Alors que Flunch vient d’expérimenter à Lille un concept inédit de restauration sans caisse, le débat sur l’avenir des commerces autonomes reprend de plus belle. Derrière la promesse technologique se cachent des enjeux économiques lourds : coûts d’investissement, viabilité commerciale, résistances sociales et potentiels nouveaux relais de croissance. Mais la question demeure : ces modèles peuvent-ils s’imposer face aux supérettes traditionnelles qui, elles, reposent sur des bases déjà rentables et éprouvées ?
🎲 Pari risqué pour les grandes enseignes
Avec son nouveau concept Fa!m, Flunch déploie un magasin bardé de caméras et reposant sur la technologie « Just Walk Out » d’Amazon. Le client se sert, scanne sa carte bancaire en sortie, et repart sans passage en caisse. Un gain de temps indéniable, mais qui soulève de sérieuses interrogations.

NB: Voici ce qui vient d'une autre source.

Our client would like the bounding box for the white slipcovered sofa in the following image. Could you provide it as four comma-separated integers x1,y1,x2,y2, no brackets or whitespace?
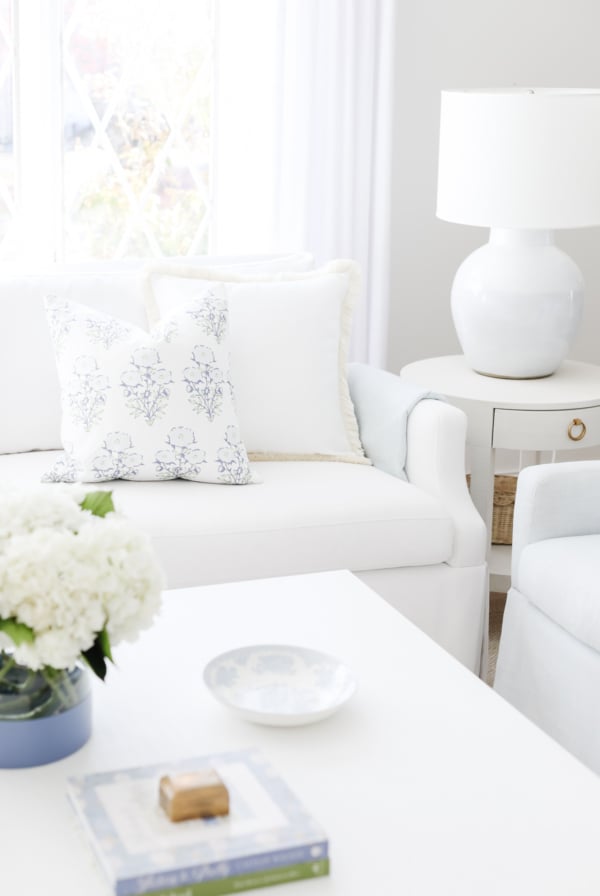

D’abord, la technologie est coûteuse à mettre en place. Philippe Goetzmann, consultant spécialisé dans la distribution, rappelle :
Les grandes enseignes comme Leclerc, Carrefour ou Auchan n’ont pas intérêt à investir dans un modèle qui créerait une concurrence interne à leurs propres magasins (RMC Conso)

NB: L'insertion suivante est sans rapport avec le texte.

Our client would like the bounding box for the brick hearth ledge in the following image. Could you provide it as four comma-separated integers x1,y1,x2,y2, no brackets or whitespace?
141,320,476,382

En clair, pour un groupe déjà positionné sur les supérettes urbaines, développer des boutiques sans caisse revient à cannibaliser son propre marché tout en augmentant ses frais fixes.
L’exemple d’Amazon Go, contraint de fermer plusieurs magasins au Royaume-Uni faute de fréquentation suffisante, illustre le risque d’un modèle qui séduit plus les ingénieurs que les clients. Frank Rosenthal, expert en retail, souligne :
On peut se demander où est la valeur ajoutée réelle par rapport à une supérette classique. Le temps gagné reste marginal, et la relation humaine compte encore beaucoup.

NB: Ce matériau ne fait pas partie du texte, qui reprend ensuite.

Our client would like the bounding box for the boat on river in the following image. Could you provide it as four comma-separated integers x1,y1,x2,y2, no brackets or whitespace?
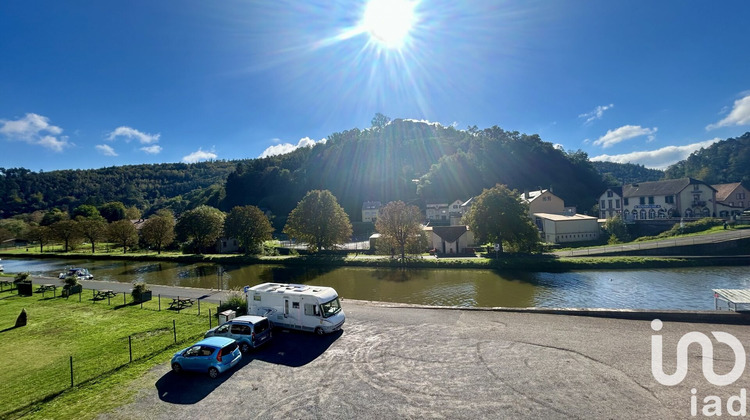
58,267,94,280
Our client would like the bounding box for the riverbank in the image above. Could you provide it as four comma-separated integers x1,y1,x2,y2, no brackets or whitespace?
2,248,749,271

Enfin, se pose la question sociale. Une automatisation trop rapide ouvrirait un front syndical sur la suppression d’emplois, un enjeu que les géants de la distribution préfèrent éviter dans un contexte déjà marqué par de fortes tensions sociales.
🏪 Ces supérettes API qui séduisent la ruralité
À l’opposé de ces expérimentations high-tech, la start-up API déploie un modèle beaucoup plus pragmatique et… rentable. Ses épiceries autonomes, implantées dans des communes de moins de 2.000 habitants, fonctionnent sans personnel permanent mais offrent jusqu’à 700 références à prix compétitifs. Le client scanne un QR Code pour entrer, se sert, puis règle en caisse libre-service.
La formule, simple et peu coûteuse, répond à une vraie demande. Trois ans après son lancement, API compte déjà 120 magasins et vise les 250 d’ici 2026, couvrant de nouvelles régions comme les Hauts-de-France ou l’Auvergne-Rhône-Alpes. Chaque employé, surnommé « apicier », supervise deux ou trois points de vente, optimisant au maximum les coûts d’exploitation.
Comme le note Frank Rosenthal :
API comble les vides là où les grands distributeurs ne veulent pas aller. Ils offrent une solution concrète à des territoires abandonnés par les enseignes traditionnelles.
Cette stratégie de « niche » dans la ruralité contraste fortement avec l’obsession des mastodontes du secteur pour les centres-villes. Le succès d’API démontre que l’autonomie en commerce de proximité peut fonctionner économiquement, à condition de s’ancrer dans un besoin réel et non de chercher à « réinventer » artificiellement l’expérience client.
👁️ L’œil de l’expert
Le modèle des magasins autonomes restera difficile à généraliser en centre-ville : coûts élevés, adoption client incertaine, impact social délicat à gérer. En revanche, leur avenir pourrait se jouer ailleurs : dans les zones rurales, où API fait figure de pionnier rentable, mais aussi dans des lieux à forte affluence comme les stades ou les aéroports, où l’automatisation fluidifie la gestion des flux.
L’équation est claire : ce n’est pas la technologie qui dictera l’avenir de la distribution, mais la capacité à répondre à un besoin économique précis. Et pour l’instant, la ruralité semble offrir un terrain plus fertile que les grandes métropoles.